1.部屋も写真通り。部屋はでかくてキレイ
2.風呂、トイレ付き
3.テレビ、ネット付き
4.カナダ人、イタリア人、マレーシア、バハレーン、レバノン人が住んでいる
5.オーナーも一緒の家に住んでいる(何かあった時に頼れる)
6.メイドさんのサービス付き(食器を洗ってくれる、共有の場所は掃除してくれる)
7.キッチンがキレイ(でもよく見るとところどころにアリが歩いている)
8.家全体がでかい
9.洗濯干し場がある
10.猫と犬がいる(ルームメイトが飼っている)
11.駅から歩ける
12.ビーチに近い
13.ぴったり予算内
14.すぐ暮らせる

と他人と暮らす、仕事場からちょっと遠いという欠点を除けば大満足な部屋だった。待ってました!ということでさっそくこの部屋に入りたいんだけどと伝えると、

「イタリアの男の子が来て住みたいっていったんだけど、急遽親御さんが病気になったとかで音信不通になっちゃったのよねー。まだ連絡待ちなんだけど。

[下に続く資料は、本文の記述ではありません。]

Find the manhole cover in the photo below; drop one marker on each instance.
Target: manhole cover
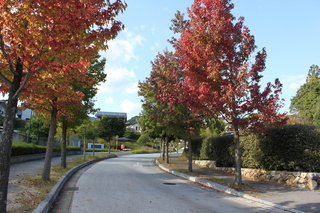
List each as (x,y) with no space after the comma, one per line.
(71,188)
(169,183)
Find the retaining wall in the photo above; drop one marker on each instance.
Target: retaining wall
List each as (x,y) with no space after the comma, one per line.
(299,179)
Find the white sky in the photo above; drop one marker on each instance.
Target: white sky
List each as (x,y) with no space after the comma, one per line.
(288,29)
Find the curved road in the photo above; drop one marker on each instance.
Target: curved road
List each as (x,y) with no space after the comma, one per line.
(132,183)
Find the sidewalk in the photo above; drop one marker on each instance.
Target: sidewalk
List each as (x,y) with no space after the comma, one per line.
(293,198)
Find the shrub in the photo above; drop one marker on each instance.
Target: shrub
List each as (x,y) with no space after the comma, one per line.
(291,147)
(21,148)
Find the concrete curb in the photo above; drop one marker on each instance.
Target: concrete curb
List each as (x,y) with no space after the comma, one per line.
(223,188)
(47,202)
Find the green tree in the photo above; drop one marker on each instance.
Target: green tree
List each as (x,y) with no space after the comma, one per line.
(36,126)
(75,114)
(213,127)
(131,134)
(306,103)
(144,139)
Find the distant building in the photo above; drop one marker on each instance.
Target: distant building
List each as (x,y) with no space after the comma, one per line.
(102,114)
(134,127)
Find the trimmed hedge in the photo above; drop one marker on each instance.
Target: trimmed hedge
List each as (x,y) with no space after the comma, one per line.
(196,144)
(291,147)
(21,148)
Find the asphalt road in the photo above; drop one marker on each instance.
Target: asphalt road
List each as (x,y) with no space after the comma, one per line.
(132,183)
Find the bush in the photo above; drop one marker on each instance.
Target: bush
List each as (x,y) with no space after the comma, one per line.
(21,148)
(291,147)
(196,144)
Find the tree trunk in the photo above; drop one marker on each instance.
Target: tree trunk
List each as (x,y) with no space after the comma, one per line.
(238,175)
(189,155)
(64,144)
(7,134)
(167,154)
(52,131)
(163,150)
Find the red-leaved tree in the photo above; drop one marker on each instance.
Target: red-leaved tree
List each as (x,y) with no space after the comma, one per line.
(215,51)
(33,36)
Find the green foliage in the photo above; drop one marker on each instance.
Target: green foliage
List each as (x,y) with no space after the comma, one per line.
(291,147)
(196,147)
(134,119)
(111,126)
(220,149)
(141,151)
(306,102)
(143,139)
(19,124)
(131,134)
(213,128)
(37,127)
(21,148)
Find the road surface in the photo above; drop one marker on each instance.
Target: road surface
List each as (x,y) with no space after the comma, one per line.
(132,183)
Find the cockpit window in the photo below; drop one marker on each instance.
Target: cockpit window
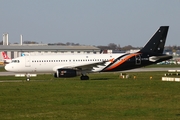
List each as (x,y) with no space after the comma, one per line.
(15,61)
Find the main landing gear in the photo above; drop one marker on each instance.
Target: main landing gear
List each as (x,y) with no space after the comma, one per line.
(84,77)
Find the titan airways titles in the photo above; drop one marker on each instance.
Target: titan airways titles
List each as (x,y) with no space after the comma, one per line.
(73,65)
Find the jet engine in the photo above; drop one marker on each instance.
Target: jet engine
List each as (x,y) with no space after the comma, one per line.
(66,73)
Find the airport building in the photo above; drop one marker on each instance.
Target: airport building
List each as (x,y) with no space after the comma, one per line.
(16,50)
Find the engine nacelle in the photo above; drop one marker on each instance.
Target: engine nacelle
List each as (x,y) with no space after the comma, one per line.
(66,73)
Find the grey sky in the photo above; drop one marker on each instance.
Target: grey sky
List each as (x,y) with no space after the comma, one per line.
(89,22)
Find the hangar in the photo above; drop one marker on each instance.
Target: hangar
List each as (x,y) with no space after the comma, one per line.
(15,50)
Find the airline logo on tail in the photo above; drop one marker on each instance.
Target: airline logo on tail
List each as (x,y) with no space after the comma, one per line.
(4,55)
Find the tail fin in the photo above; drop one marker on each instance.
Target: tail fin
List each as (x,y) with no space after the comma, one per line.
(157,42)
(4,55)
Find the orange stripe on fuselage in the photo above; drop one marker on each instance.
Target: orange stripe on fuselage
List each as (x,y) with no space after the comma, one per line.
(121,61)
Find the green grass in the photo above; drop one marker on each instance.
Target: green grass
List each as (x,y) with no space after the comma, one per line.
(105,96)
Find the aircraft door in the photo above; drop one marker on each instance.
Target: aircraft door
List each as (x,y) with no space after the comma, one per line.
(138,60)
(27,61)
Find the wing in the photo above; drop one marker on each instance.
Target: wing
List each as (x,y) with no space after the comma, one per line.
(91,66)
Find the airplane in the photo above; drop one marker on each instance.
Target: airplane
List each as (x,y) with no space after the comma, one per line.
(6,59)
(74,65)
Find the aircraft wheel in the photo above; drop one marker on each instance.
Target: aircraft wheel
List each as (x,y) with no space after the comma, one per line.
(84,77)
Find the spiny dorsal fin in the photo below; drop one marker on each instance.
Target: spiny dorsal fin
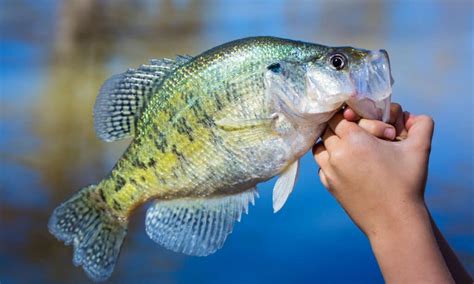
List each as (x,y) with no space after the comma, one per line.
(196,226)
(122,97)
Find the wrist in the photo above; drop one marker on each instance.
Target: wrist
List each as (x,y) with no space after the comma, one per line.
(400,219)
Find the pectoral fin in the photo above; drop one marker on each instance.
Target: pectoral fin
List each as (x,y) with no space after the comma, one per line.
(196,226)
(284,186)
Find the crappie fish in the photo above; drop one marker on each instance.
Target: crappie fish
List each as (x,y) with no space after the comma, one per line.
(206,130)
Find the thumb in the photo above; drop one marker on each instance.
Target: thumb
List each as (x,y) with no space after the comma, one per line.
(420,131)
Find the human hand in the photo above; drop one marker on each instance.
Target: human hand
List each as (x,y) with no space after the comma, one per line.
(377,182)
(380,184)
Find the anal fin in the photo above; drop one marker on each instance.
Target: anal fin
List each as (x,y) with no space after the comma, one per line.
(196,226)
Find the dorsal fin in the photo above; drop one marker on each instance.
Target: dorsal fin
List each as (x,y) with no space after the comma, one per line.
(122,97)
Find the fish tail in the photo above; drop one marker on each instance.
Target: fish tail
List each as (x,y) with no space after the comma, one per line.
(87,222)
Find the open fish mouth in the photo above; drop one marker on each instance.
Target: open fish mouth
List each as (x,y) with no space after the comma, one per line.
(372,87)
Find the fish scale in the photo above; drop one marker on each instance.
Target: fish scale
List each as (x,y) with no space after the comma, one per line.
(206,130)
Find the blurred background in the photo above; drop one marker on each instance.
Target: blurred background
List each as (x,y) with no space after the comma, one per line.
(54,56)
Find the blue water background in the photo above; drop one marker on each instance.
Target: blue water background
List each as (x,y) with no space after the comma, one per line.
(54,55)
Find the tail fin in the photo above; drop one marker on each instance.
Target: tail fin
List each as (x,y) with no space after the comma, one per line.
(96,235)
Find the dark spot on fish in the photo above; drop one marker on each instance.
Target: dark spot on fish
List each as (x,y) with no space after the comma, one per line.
(119,183)
(183,127)
(160,142)
(176,152)
(275,68)
(218,101)
(137,163)
(101,194)
(206,120)
(117,205)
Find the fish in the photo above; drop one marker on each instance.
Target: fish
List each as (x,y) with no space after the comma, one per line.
(205,131)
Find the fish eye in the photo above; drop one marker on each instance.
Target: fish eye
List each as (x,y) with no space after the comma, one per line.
(275,67)
(338,61)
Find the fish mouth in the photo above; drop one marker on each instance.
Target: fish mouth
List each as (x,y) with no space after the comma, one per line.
(372,87)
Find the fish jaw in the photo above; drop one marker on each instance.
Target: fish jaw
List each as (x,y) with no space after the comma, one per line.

あと、今日の6時半にフランスの女の子が来る予定だけど・・・」

と中国流の取引なのか(←ゲス)いかに人気の部屋かということを説明してくれた。確かに今まで見た中でもめったにこんないい条件の家はない、人気のはずだ!という自分の直感を信じ、すぐにルームをキープするにはどうすればいいのか、と尋ねると

「家賃1ヶ月分のデポジットとパスポートのコピーが必要」

とのこと。デポジットは現金でOKとのことなので内覧が終り、速攻で銀行に向かい現金を手にする。銀行でついでにパスポートのコピーをとって、と頼んだら冷たくあしらわれたのでコピー屋さんを探すが見つからない。

近くのモールでも探すもののそれらしき店はないため、ダメ元で送金屋さんのWestern Unionにかけこみ、お兄さんにコピーをお願いする。金は払うからといったものの、タダでコピーしてくれるいい人だった。

現金とコピーを手にし、1時間後家に戻りオーナーに手渡す。そしていつ入居するの?といわれ、

「今日入居します!」

と元気よく宣言。大丈夫か、自分。と思いながらも心配の種は少しでも早く減らしたいのでとにかくやっちまいたいという気の方が先だったのだ。

そしてありがたくも会社の同僚に荷物運びなどを手伝ってもらい、1時間でホテルの荷物をまとめ撤収。新居に入居いたしました。あっという間の引っ越しだったが、めでたくこれにて地獄の家探しが終わったのだ。もう営業みたいにアポ取りしなくてすむ!と思うと、叫びたくなるぐらい嬉しかった。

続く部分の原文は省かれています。